There seems to be some disagreement over the actual last land battle of the Revolutionary War. Contrary to what many lay people seem to believe, hostilities did not end at Yorktown in October 1781. Howard Peckham's invaluable The Toll of Independence notes dozens of engagements in 1782, resulting in 277 American deaths, 124 wounded, with 80 captured; he lists only 5 land engagements for 1783. Among the final actions, the Battle of Cedar Creek Bridge in Stafford Township, New Jersey, is his last listed for 1782 and among the six final "engagements" of the war. Here we see a view of the area, with the Cedar Bridge Tavern (now a private residence) glimpsed to the left and the creek at the bend in the road in the center of the picture.
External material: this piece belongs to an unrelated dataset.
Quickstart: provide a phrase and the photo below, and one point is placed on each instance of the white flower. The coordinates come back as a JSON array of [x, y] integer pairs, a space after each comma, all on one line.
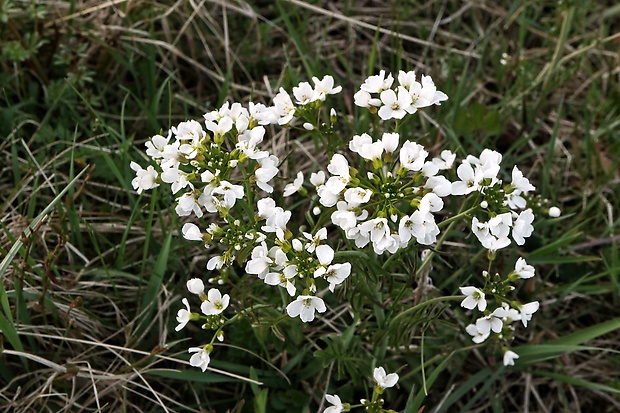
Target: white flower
[[183, 315], [523, 269], [291, 188], [526, 311], [215, 303], [379, 233], [336, 403], [520, 185], [335, 274], [372, 151], [201, 359], [226, 194], [277, 221], [357, 196], [384, 380], [406, 79], [445, 160], [315, 240], [421, 225], [305, 306], [177, 178], [215, 263], [304, 93], [155, 147], [394, 106], [412, 156], [474, 297], [283, 279], [248, 143], [195, 286], [477, 336], [390, 141], [284, 107], [186, 204], [145, 178], [220, 128], [191, 232], [554, 212], [325, 87], [189, 130], [510, 357], [359, 141]]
The engagement occurred on December 27, 1782, when local militia under Captains Richard Shreve and Edward Thomas sought out the hated Loyalist, Captain John Bacon. They and their men stopped at the tavern, were surprised themselves by Bacon and his forces, and when they were gaining the upper hand, Bacon was supported by fresh Loyalists, which facilitated Bacon's escape. The Patriots lost 1 killed and 1 wounded; 1 Loyalist was killed, 4 wounded, and 7 taken prisoner. Shreve's militia did manage to kill Bacon on April 3, 1783, Peckham notes, after the peace treaty was signed. The Stafford Township Historical Society lists this as the "last battle" of the war.
Whether it owns that distinction or not of being "last," the place remains sacred: at least one man on each side of the civil war divide lost his life here. While the bitterness of the internecine nature of this war is often discussed in the context of the Carolinas, here in "southern" Jersey, the divide was often just as broad and brutal.